Background technology
1994,7 tame computing machines such as Intel, Compaq, Digital, IBM, Microsoft, NEC, Nortel and communication producer are in order to solve the problem of speed, extended capability and the ease for use of PC in the serial line interface communication, unite and set up USB (Universal Serial Bus) forum, and formally worked out the USB0.9 universal serial bus specification November nineteen ninety-five, be used to form unified PC Peripheral Interface standard.The USB2.0 standard of issue in 2000 provides low speed (1.5Mbps), three kinds of rate modes of (12Mbps) and high speed (480Mbps) adapt to various dissimilar peripheral hardwares at full speed.Particularly, use USB interface, you can use the mode of " daisy chain " to be connected on the PC various equipment, and maximum can be supported nearly 127 equipment, add plug and play and hot plug, compare, made things convenient for many in the use with ancient serial ports and parallel port.

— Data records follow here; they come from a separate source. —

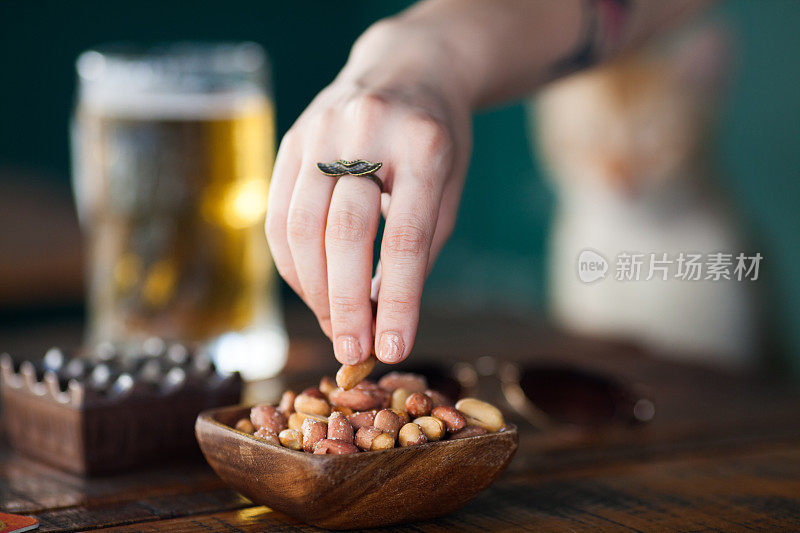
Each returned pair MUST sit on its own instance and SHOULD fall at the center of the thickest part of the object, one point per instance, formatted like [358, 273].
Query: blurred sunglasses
[557, 395]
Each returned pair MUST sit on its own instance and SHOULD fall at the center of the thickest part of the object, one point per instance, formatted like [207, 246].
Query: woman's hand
[389, 106]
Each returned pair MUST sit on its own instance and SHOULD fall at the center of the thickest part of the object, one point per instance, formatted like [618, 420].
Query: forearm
[481, 52]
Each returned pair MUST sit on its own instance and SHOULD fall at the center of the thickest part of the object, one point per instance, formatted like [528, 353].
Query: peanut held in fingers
[291, 438]
[312, 405]
[432, 427]
[339, 428]
[334, 447]
[313, 432]
[327, 385]
[269, 417]
[481, 414]
[389, 422]
[245, 426]
[373, 439]
[411, 435]
[351, 375]
[286, 405]
[452, 419]
[404, 418]
[418, 404]
[399, 397]
[403, 380]
[267, 435]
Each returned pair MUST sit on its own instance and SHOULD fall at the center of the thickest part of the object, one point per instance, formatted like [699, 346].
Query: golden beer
[171, 183]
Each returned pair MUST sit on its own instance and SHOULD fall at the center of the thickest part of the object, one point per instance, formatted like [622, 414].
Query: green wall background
[495, 258]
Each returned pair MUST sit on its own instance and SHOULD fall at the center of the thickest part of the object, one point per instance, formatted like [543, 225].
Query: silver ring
[359, 168]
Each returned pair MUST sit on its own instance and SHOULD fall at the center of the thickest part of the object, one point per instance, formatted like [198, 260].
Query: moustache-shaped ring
[359, 167]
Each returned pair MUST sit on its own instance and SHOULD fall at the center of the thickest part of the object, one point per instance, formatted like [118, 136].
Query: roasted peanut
[313, 432]
[291, 438]
[339, 428]
[269, 417]
[362, 419]
[334, 447]
[286, 405]
[403, 380]
[245, 426]
[296, 419]
[478, 413]
[351, 375]
[411, 435]
[327, 385]
[433, 428]
[373, 439]
[267, 435]
[404, 418]
[438, 398]
[312, 405]
[418, 404]
[363, 397]
[452, 419]
[468, 431]
[389, 422]
[399, 397]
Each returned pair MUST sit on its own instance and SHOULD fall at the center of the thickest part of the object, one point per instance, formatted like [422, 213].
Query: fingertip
[390, 347]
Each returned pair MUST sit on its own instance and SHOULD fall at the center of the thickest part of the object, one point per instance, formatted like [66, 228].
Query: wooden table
[723, 453]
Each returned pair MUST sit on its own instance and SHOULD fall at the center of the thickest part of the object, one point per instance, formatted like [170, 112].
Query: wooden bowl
[366, 489]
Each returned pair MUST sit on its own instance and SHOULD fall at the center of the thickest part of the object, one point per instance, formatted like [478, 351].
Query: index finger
[405, 249]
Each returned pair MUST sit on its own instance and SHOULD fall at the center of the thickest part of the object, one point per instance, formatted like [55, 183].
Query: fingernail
[348, 349]
[390, 347]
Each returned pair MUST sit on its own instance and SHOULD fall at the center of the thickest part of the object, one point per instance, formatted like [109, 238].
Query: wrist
[399, 57]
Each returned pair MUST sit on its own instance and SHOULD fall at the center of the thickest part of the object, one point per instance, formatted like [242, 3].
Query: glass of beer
[172, 152]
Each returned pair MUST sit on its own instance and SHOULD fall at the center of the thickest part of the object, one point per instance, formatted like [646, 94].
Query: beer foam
[171, 106]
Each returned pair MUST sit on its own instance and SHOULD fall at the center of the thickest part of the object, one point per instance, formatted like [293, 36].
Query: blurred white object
[626, 146]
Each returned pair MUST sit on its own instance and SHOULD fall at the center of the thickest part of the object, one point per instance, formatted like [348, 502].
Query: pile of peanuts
[352, 415]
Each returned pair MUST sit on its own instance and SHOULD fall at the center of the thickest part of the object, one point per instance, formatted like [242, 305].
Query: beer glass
[172, 152]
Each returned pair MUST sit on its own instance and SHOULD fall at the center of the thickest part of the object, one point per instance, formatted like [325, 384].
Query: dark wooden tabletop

At present, what the parallel-to-serial converter in computer general-purpose serial interface bus (USB2.0) interface circuit on the market used is common shift register, they need spend a large amount of d type flip flops, and need the 0.18umCMOS integrated circuit fabrication process just can reach the processing speed of (480Mbps) at a high speed, cost is higher.
Summary of the invention
The purpose of this utility model provides a kind of simple and reliable, low in energy consumption, the parallel-to-serial converter in the computer general-purpose serial interface bus interface circuit that can effectively reduce cost.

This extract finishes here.